I hadn't thought before about how the chorus was specific. 

But now I'm thinking about a garden blogger friend in Indiana mentioning on her Facebook feed about how loud the night sounds were recently, so maybe there's a rural aspect, or it's tree frogs, too.

Regardless, I'm glad to listen to the chorus tonight.

Wednesday, July 20, 2016

Habitat gardening

About to leave for the Cullowhee Native Plants conference tomorrow, I'm reminded of how habitat gardening (as a concept) preceded some of the current thinking about creating functional landscapes that are ecologically balanced, including mostly native plants, as well as similarly adapted non-natives.

I've totally updated my Designing with Plants presentation to be a Designing with Native Plants version -- interesting to see that I had a lot more examples of design from my garden-visiting images, but plants are plants. My own style, as is my gardening companion's, is totally reflective of natural plant communities in both feel and function, but I'm constantly aware as I think about this, that we're bringing our understanding of plants and plant communities to the woodland garden, pocket meadow, and house-side plantings.

Plants as a creative medium pose a changing and dynamic palette as we create our gardens as gardeners -- nothing remains the same over time, so our hands as gardeners shape the design elements, too, whether we're naturalistic gardeners, or neat and tidy ones.

Pollinator habitat and Wild Ones signs
I loved this garden tended by a long-time Wild Ones member (in Minneapolis), visited prior to the Fling, along with another similar garden.

This roadside planting appeared in a previous post, too.

native curbside planting in Minneapolos

Monday, July 18, 2016

Lovely to return home

After a great Garden Bloggers Fling in Minnesota, it was lovely to return home to a flourishing vegetable garden and a flowering pocket meadow in front.

Fresh green beans and tomatoes from the garden were part of our dinner tonight, and there will be eggplants and greens tomorrow, too.

The Fling is such a fun event -- what's not to like about visiting gardens in the company of other garden bloggers (aka garden enthusiasts!)

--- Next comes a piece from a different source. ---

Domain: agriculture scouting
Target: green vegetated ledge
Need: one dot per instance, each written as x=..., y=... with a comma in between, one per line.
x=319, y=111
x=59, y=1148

She posted a wonderful montage of her favorite photos from the Fling.  Hopefully, they'll be visible.

We had fun.

An enchanting gate

A welcome from a sedum wreath framed the entrance into a peaceful shady garden.

Saturday, July 16, 2016

Busy flower visitors on swamp milkweed

There's been such a tremendous diversity of insects visiting flowers in the country gardens we've visited here in Minneapolis so far during the Garden Bloggers Fling. It's really remarkable compared to what I've been seeing in my urban garden in WNC.

A fellow pollinator enthusiast noticed this too. Maybe we live in the equivalent of pollinator deserts.

Finally, I've seen a monarch this season!

And there were bumblebees everywhere, of all sizes, not to mention the flower flies, butterflies, etc.

Thursday, July 14, 2016

A pollinator-friendly "boulevard" strip

This was the front edge of a delightful native plant garden in Minneapolis, visited courtesy of a new friend, who spent some time with me this morning sharing two friend's native plant gardens with me, in addition to a great prairie restoration, and a demonstration prairie- style planting.  More gardens to come, as the Garden Bloggers Fling is starting shortly!